Market research: stage one - qualitative research report

Informing TGA education and communication activities

11 February 2014

Book pagination

Knowledge gaps

Key findings on knowledge gaps

Across the stakeholder groups, participants demonstrated at least a partial, if not complete, lack of knowledge about:

  • the TGA's role and function (what it does and doesn't cover) including its history, how it came about, and its remit and powers
  • the approval processes, including timelines and evidence-based data to demonstrate and explain the TGA's decision-making processes and how it regulates medicines and devices. In other words, the how and why, including an understanding of Australian requirements compared to other countries, given that many companies have already paid to have their goods approved overseas
  • how the TGA is funded and the implications in terms of transparency and accountability, particularly because industry fees fund the TGA
  • whether the TGA answers questions from the public (and even from health professionals) and whether they provide a channel to report adverse events or to enquire about medicines and devices.

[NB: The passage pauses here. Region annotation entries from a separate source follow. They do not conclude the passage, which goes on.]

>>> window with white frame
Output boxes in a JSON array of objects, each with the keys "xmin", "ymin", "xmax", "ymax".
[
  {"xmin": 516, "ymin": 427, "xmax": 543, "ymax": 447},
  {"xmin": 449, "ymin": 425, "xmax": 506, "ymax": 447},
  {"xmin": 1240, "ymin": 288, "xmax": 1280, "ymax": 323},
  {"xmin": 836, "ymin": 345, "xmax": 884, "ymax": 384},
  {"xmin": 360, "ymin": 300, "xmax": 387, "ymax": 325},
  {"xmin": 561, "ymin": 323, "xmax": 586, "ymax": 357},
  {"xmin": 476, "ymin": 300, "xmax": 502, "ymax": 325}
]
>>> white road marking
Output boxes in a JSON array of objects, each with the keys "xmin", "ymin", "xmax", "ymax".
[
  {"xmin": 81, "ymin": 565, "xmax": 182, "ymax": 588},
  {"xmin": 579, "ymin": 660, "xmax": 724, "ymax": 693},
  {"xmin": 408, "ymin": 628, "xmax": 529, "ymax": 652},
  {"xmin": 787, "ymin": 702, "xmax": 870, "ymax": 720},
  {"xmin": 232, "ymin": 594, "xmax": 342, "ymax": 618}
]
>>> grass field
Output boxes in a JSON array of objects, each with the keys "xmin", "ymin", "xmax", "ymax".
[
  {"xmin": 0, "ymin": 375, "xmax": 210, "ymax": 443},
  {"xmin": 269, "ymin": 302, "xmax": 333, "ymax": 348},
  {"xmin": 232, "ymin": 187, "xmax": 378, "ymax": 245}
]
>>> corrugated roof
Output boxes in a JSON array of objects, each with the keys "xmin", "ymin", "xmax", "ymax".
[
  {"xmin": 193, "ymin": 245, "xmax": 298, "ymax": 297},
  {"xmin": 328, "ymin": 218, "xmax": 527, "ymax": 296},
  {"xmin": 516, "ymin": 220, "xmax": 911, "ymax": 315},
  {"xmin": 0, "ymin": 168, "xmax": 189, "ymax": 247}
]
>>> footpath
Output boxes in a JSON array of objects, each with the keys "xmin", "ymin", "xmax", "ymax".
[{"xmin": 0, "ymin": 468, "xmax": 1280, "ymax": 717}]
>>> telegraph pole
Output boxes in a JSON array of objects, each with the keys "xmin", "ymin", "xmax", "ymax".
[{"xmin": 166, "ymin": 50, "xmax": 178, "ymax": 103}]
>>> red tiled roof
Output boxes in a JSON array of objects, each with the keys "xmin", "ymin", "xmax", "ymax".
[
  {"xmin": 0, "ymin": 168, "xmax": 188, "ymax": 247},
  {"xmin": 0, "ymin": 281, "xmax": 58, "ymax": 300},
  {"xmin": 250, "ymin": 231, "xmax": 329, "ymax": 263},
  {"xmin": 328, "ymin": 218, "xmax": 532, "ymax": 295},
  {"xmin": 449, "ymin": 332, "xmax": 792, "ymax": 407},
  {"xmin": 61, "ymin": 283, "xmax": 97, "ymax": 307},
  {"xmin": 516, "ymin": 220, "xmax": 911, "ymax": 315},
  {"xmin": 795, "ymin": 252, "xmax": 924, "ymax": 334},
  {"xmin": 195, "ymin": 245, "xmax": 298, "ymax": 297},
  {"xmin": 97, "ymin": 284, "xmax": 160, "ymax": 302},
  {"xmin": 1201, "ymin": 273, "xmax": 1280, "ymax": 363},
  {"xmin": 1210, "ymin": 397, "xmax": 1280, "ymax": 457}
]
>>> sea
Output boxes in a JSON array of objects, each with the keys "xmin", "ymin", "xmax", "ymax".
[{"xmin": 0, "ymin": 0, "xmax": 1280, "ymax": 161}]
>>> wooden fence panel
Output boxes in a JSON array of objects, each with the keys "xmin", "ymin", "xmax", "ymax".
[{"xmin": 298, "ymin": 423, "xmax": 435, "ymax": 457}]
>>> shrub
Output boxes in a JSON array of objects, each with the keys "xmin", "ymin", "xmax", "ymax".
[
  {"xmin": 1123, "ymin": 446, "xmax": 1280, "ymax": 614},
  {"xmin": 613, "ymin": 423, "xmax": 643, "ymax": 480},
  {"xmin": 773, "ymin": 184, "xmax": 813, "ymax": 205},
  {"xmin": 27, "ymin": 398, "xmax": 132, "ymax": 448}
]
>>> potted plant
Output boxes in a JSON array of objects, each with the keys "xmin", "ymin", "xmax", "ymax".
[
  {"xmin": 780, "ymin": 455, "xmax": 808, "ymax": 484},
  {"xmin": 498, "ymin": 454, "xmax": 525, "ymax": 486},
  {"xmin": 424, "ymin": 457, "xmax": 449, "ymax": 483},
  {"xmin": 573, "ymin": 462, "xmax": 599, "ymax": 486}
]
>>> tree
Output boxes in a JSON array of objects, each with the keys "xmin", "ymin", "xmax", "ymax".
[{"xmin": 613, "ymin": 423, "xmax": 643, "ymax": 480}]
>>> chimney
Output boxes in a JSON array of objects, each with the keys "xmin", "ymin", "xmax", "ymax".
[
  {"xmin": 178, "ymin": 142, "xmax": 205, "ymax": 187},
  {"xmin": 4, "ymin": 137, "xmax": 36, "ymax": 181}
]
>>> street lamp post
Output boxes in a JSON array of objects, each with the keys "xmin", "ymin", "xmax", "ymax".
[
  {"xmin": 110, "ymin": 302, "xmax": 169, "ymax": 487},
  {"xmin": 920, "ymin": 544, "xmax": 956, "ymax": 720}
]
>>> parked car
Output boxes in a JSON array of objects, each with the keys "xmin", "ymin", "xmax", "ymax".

Suggestions from participants on how to bridge these gaps included:

  • supplying information on who works at the TGA and their credentials, roles and responsibilities
  • providing education for the general public about the TGA and where to go if they have questions or concerns about products, including what they can discuss, who and how to contact, and what reporting channels are available
  • increasing information to respond to media reports and clarify the grey areas of the TGA's role, with the TGA providing information first hand rather than consumers hearing third hand commentary by the media.

Specific information needs by each segment are discussed further in this report.